At midnight on the designated day, clocks are set to tick from 23:59:59 to 23:59:60 to 00:00:00. That uncommon middle timestamp drives coordinated systems bonkers. A leap second in 2012 took down Reddit, Gawker, and Australian airline Qantas. Cloudflare took the hit on New Year’s 2017 (and detailed why). Since then, many technologies have prepped themselves for the next leap second with “leap smearing,” or using micro-second slowdowns over a long, global-server-friendly span leading up to midnight.

Meta argues that 27 leap seconds have been enough for most people—and, more importantly, their servers—to get by.
Enlarge / Meta argues that 27 leap seconds have been enough for most people—and, more importantly, their servers—to get by.

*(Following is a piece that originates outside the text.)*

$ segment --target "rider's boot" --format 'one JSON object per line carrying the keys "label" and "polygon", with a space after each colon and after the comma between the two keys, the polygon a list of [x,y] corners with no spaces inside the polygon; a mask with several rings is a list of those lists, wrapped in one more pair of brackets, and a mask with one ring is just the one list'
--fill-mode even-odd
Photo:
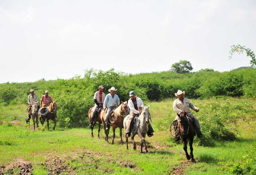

Meta’s engineers note that, while every leap second thus far has been positive, a negative leap second—the kind computer systems might not easily “smear”—could occur due to “the Earth’s rotation pattern changing.” It’s far from idle speculation. 

Earth recently experienced a record-short day on June 29, 1.59 milliseconds less than the 24-hour norm. It’s part of a general speeding-up trend. The second-shortest day (Edit: since International Atomic Time began its tracking in the late 1950s) had been July 19, 2020, at 1.47 milliseconds under, until July 26, 2022, at 1.50 milliseconds, one day after Meta's anti-leap-second post.

Leonid Zotov of Lomonosov Moscow State University told timeanddate that he believes the irregular movement of the Earth’s geographical poles could be at fault. But Zotov also thinks there’s “a 70 percent chance” a negative leap second won’t be needed, at least this year.

Arguments against leap seconds have been stacking up since the disruptions caused by the last two (with the occasional quirky dissent). The last time it came up for an official decision, in 2015 at the World Radiocommunication Conference in Geneva, the International Telecommunication Union (ITU) punted the decision to 2023. The next big confab of time-keepers takes place in late 2023 in Dubai, United Arab Emirates, when a contract delegating UTC time-keeping to the ITU expires.

Meta’s call to action might not be the first, but it could end up being great timing.